Attorneys: Reprimand should be heard


By John W. Goodwin Jr.

jgoodwin@vindy.com

YOUNGSTOWN

Attorneys defending a city man charged with capital murder said the jury should hear about a recent reprimand against the lead detective in the investigation.

The judge overseeing the trial, however, has ruled the two cases are unrelated.

Lorenza Barnette, 29, of Lora Avenue, and two other men are charged with aggravated murder, aggravated robbery, kidnapping and arson in the Aug. 11, 2009, deaths of Jaron L. Roland, 20, of Fairmont Avenue, and his cousin, Darry B. Woods-Burt Jr., 19, of the city’s North Side.

Barnette, defended by lawyers J. Gerald Ingram and Ronald Yarwood, is on trial this week before Judge Maureen Sweeney of Mahoning County Common Pleas Court.

Barnette’s co-defendants, Kenneth Moncrief, 26, of Fairgreen Avenue, and Joseph Moreland, 28, of Mahoning County jail, are scheduled for later trial dates.

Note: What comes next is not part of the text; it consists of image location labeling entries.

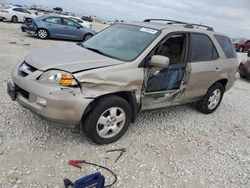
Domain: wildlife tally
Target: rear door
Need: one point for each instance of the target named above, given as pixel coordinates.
(205, 66)
(55, 26)
(72, 29)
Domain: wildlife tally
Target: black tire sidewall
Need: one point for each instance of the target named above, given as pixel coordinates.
(101, 106)
(203, 103)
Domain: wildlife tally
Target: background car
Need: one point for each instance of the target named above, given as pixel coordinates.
(87, 18)
(56, 27)
(244, 69)
(15, 14)
(242, 45)
(81, 22)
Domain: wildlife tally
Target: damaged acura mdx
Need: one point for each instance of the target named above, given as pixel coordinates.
(105, 81)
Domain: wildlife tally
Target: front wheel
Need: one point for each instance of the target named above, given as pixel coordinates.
(43, 33)
(211, 101)
(14, 19)
(109, 120)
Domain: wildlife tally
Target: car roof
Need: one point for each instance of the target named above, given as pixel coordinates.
(165, 26)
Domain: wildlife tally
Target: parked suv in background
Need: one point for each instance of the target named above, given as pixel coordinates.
(242, 45)
(106, 81)
(15, 14)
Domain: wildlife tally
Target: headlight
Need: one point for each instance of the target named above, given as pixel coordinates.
(58, 77)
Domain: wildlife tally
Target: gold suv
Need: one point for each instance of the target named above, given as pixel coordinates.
(104, 82)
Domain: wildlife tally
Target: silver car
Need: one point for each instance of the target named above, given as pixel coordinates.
(59, 27)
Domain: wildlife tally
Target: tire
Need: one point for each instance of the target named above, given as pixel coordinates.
(14, 19)
(42, 34)
(240, 70)
(241, 49)
(103, 129)
(242, 76)
(87, 36)
(207, 105)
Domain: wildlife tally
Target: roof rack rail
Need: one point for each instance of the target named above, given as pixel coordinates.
(187, 25)
(166, 20)
(199, 25)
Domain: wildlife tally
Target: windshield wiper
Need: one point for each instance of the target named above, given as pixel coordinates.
(97, 51)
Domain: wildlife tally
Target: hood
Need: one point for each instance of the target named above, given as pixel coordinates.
(70, 58)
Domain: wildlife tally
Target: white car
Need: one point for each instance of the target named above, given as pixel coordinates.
(81, 22)
(15, 14)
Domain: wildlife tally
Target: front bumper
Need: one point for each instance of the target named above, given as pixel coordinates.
(65, 105)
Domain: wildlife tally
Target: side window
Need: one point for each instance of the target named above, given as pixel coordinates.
(54, 20)
(69, 23)
(17, 9)
(202, 48)
(227, 46)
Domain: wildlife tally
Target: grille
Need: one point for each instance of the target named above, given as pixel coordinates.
(25, 69)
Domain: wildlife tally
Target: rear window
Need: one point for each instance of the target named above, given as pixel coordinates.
(226, 45)
(202, 48)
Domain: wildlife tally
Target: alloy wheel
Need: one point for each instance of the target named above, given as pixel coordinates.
(111, 122)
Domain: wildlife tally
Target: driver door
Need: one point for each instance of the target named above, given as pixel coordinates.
(166, 86)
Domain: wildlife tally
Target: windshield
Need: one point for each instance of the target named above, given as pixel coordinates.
(123, 42)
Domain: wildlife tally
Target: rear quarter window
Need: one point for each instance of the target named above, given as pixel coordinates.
(202, 48)
(226, 45)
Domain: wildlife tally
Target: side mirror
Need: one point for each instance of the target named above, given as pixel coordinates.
(159, 61)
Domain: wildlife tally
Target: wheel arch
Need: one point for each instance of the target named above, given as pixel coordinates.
(223, 82)
(129, 96)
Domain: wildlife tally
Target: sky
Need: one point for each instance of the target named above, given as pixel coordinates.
(230, 17)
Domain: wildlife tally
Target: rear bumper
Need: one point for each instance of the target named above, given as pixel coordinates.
(244, 71)
(64, 105)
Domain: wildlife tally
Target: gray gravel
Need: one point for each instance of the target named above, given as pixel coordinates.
(173, 147)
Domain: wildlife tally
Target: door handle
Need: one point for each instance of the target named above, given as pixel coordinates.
(217, 69)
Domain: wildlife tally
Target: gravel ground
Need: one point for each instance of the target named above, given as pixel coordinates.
(173, 147)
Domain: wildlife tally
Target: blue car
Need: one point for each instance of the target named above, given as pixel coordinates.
(56, 27)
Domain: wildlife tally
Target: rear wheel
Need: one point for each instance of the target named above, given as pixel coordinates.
(87, 36)
(210, 102)
(43, 33)
(241, 49)
(14, 19)
(109, 120)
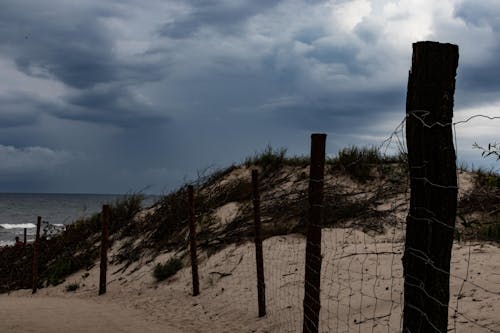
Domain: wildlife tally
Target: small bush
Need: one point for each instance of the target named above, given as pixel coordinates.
(61, 268)
(72, 287)
(168, 269)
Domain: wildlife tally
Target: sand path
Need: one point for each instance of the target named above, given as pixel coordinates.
(55, 314)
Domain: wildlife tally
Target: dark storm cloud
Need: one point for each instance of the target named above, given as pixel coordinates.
(113, 104)
(149, 92)
(482, 76)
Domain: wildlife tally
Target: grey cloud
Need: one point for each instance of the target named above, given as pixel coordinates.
(111, 104)
(19, 161)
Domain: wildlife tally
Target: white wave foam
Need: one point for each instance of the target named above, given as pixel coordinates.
(18, 226)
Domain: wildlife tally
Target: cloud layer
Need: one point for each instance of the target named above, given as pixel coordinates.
(147, 92)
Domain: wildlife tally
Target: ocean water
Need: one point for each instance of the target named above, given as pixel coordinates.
(20, 210)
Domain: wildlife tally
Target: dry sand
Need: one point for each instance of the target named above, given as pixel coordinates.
(56, 314)
(361, 288)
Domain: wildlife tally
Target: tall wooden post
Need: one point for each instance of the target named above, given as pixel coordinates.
(192, 242)
(36, 247)
(104, 249)
(312, 282)
(433, 202)
(261, 286)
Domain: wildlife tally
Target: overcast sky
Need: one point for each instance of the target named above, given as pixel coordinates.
(117, 96)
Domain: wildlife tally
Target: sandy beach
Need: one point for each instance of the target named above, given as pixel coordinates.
(56, 314)
(361, 291)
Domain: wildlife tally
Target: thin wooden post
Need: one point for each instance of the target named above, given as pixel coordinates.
(312, 281)
(259, 257)
(192, 242)
(104, 249)
(433, 196)
(36, 246)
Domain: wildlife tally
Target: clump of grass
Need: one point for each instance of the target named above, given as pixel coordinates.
(359, 162)
(168, 269)
(59, 269)
(487, 178)
(72, 287)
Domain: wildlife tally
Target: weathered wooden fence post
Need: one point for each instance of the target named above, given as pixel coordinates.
(259, 257)
(192, 242)
(36, 247)
(432, 163)
(312, 282)
(104, 249)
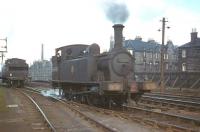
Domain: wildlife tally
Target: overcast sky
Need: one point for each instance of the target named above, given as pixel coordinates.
(29, 23)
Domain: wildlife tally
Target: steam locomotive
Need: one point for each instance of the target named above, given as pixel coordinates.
(87, 75)
(15, 72)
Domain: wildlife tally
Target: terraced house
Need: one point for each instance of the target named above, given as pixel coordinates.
(189, 54)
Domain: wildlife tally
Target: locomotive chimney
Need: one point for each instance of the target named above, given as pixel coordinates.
(118, 28)
(193, 35)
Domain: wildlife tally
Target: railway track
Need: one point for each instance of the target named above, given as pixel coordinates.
(171, 102)
(74, 108)
(149, 116)
(179, 97)
(46, 120)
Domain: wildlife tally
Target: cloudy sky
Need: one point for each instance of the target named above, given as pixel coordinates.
(29, 23)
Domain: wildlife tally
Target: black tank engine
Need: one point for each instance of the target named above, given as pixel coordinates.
(15, 72)
(93, 77)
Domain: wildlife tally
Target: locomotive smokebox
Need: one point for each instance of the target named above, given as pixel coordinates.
(118, 28)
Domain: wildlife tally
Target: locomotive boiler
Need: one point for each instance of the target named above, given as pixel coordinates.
(15, 72)
(93, 77)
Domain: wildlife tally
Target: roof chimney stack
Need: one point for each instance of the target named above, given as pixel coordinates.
(193, 35)
(42, 53)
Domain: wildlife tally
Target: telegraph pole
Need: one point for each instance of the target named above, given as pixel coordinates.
(2, 55)
(162, 87)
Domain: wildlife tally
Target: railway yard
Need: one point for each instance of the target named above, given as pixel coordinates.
(40, 108)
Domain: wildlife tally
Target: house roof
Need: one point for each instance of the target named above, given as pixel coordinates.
(139, 45)
(195, 43)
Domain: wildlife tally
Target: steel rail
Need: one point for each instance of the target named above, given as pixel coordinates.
(196, 98)
(41, 112)
(104, 127)
(168, 115)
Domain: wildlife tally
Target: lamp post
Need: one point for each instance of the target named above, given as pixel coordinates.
(2, 51)
(162, 87)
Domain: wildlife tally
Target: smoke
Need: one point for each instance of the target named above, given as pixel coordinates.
(116, 12)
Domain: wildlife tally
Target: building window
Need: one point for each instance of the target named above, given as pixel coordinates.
(183, 53)
(183, 67)
(156, 55)
(151, 55)
(167, 66)
(166, 56)
(144, 54)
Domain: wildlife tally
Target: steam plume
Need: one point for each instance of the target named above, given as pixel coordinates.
(116, 12)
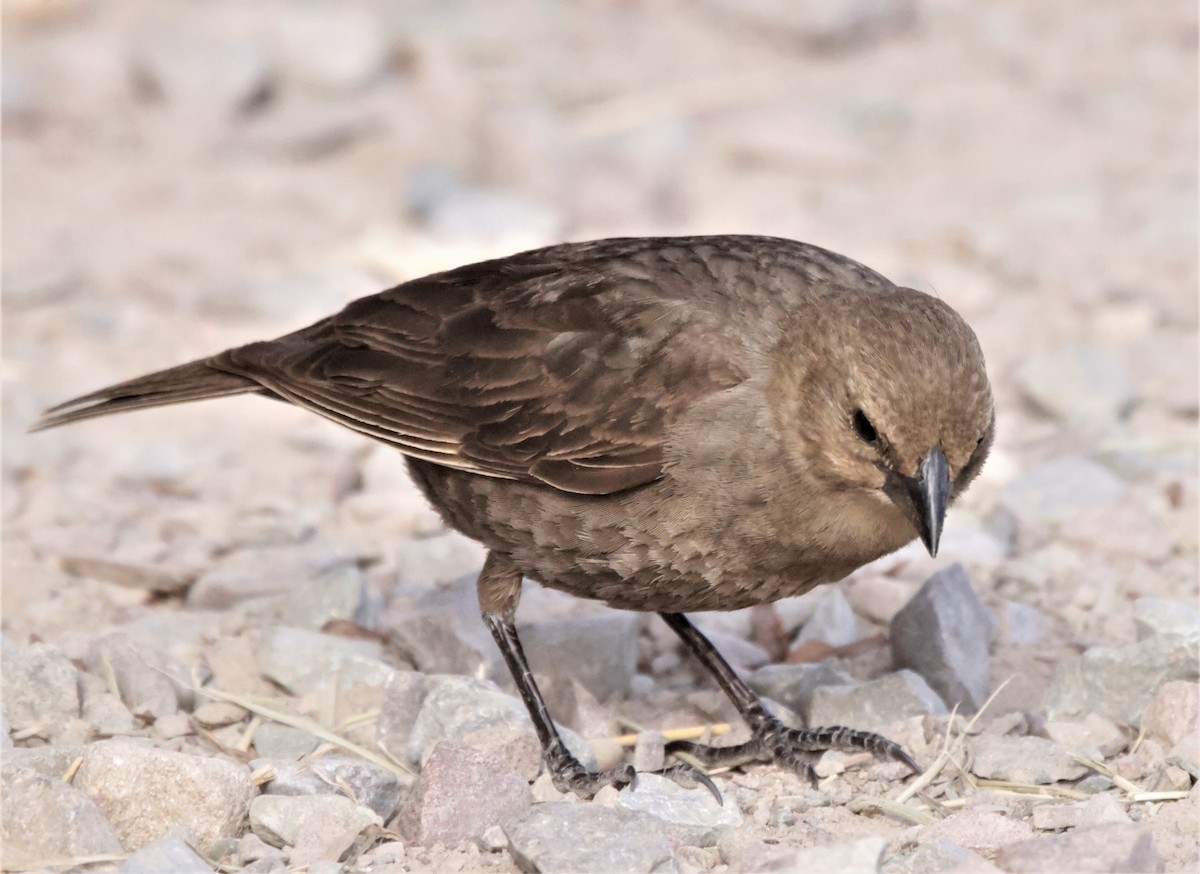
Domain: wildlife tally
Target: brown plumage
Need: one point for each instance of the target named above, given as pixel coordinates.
(661, 424)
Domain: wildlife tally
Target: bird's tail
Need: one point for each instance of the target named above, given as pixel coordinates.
(187, 382)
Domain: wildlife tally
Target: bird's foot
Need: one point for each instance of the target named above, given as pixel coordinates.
(569, 776)
(797, 749)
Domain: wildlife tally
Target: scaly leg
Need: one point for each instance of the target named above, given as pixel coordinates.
(771, 740)
(499, 590)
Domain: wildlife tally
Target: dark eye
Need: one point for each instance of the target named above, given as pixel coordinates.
(863, 427)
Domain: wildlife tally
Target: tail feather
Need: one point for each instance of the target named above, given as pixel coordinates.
(189, 382)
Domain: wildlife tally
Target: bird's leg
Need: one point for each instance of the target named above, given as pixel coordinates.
(499, 590)
(771, 740)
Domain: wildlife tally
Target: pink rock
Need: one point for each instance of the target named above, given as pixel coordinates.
(462, 791)
(1174, 712)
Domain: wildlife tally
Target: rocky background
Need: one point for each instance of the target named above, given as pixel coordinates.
(233, 632)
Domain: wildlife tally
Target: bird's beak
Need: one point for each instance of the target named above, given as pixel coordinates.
(923, 497)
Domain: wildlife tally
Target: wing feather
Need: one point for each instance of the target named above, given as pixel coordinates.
(564, 375)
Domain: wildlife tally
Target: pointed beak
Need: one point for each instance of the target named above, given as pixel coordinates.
(923, 498)
(930, 496)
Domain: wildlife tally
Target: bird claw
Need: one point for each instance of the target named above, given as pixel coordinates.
(569, 776)
(684, 774)
(795, 749)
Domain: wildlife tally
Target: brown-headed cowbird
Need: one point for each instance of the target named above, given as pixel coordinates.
(663, 424)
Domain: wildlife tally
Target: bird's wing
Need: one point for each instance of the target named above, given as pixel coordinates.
(520, 370)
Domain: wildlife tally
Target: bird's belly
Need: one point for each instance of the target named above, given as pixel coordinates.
(639, 550)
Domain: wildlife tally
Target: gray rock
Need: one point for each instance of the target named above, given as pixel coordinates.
(167, 855)
(563, 837)
(1119, 682)
(198, 65)
(1023, 759)
(1054, 491)
(461, 792)
(107, 714)
(48, 761)
(105, 711)
(937, 855)
(833, 621)
(1159, 616)
(435, 645)
(303, 660)
(792, 686)
(822, 25)
(43, 819)
(1055, 816)
(1102, 809)
(1111, 848)
(600, 652)
(216, 714)
(515, 744)
(862, 856)
(741, 653)
(455, 707)
(252, 848)
(876, 705)
(276, 741)
(402, 700)
(943, 634)
(1173, 713)
(369, 784)
(275, 864)
(40, 688)
(1078, 383)
(281, 819)
(143, 674)
(144, 791)
(264, 570)
(693, 815)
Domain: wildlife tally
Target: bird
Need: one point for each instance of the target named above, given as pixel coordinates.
(663, 424)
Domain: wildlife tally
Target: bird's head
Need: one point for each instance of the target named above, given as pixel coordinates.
(888, 400)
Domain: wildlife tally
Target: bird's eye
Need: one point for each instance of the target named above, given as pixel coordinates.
(863, 427)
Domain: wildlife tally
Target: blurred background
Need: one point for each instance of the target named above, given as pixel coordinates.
(180, 177)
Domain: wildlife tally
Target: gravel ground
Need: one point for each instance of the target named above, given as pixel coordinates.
(232, 633)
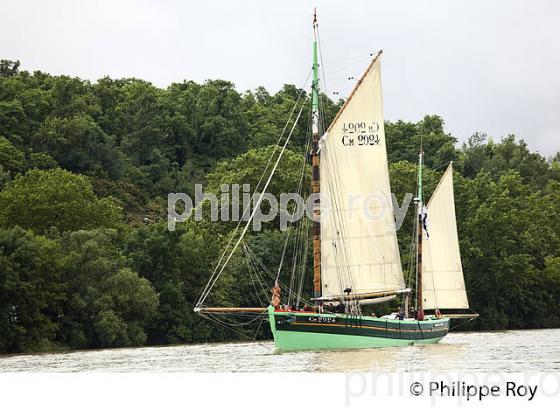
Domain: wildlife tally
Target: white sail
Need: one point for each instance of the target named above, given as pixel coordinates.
(359, 247)
(443, 284)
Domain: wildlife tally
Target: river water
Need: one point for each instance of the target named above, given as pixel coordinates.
(509, 351)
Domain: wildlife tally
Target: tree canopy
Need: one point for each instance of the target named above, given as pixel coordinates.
(86, 260)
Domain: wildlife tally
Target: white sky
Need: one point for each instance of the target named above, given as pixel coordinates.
(491, 66)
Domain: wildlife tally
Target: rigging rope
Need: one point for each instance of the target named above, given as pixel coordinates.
(212, 281)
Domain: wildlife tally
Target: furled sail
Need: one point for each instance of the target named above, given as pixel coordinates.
(359, 249)
(443, 284)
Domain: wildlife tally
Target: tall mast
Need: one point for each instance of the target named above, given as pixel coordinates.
(419, 297)
(315, 187)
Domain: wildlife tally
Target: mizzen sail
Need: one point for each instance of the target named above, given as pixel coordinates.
(443, 285)
(359, 249)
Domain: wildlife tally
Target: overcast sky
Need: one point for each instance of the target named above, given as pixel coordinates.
(489, 66)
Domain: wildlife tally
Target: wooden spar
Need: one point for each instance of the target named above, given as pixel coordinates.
(460, 315)
(231, 310)
(354, 90)
(419, 296)
(315, 184)
(361, 296)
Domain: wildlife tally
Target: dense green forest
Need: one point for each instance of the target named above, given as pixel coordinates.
(86, 260)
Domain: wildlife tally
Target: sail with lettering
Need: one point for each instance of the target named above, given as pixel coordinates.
(359, 249)
(356, 261)
(443, 284)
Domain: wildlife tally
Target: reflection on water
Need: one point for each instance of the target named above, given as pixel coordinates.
(515, 351)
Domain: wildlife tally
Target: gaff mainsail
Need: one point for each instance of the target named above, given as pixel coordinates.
(359, 249)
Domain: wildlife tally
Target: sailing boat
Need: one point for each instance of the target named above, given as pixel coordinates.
(356, 258)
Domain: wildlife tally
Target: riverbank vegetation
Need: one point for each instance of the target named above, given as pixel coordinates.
(86, 260)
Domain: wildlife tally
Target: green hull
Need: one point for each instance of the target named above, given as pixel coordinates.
(305, 331)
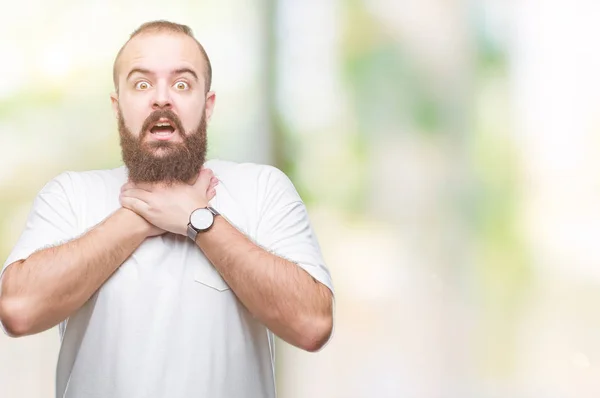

Testimony in Barnette’s trial resumes today.

Youngstown Police Lt. John Kelty was the lead investigator in the homicide and expected to be called to the witness stand by prosecutors, but defense attorneys said he should not be permitted to testify because he had recently been reprimanded for his actions in another case.

Kelty, in September, was investigated by the police department’s internal affairs division and ultimately given a 15-day suspension for receiving compensation for supervising a crime scene when he was not there.

He instead supervised the situation via telephone.

Ingram and Yarwood told the court that Kelty’s actions show the officer is willing to be less than truthful — speaking directly to the officer’s character. They argued the jury should be told about the incident.

Judge Sweeney, in a ruling issued Tuesday, overruled the defense motion.

The judge said the reprimand is not related to the investigation into the crimes to which Barnette is charged.

Judge Sweeney also said the IAD determined Kelty acted improperly and unprofessionally, but not untruthfully as asserted by the defense.

Testimony in the case Tuesday centered on witnesses from the Ohio Bureau of Criminal Identification.

Ingram and Yarwood told the court DNA population- frequency estimates should not be presented to the jury because they are generated by FBI personnel and not subject to cross-examination.

Judge Sweeney again overruled the defense motion to strike the testimony, saying the statistical DNA information is not held to the standard referenced by the defense.

Prosecutors contend that Barnette and the two other men held the victims captive in a North Side home, where they were beaten and suffocated before being taken to another location and left in a burning car.

A witness told the court the two men begged for their lives.

Prosecutors told the jury one of the men charged was upset because he believed one of the victims was a “snitch.”

Ingram, however, said the prosecution’s case will rely in part on two people facing criminal charges unrelated to the slayings, who say they witnessed the killings, but whose testimony is filled with “substantial inconsistencies.”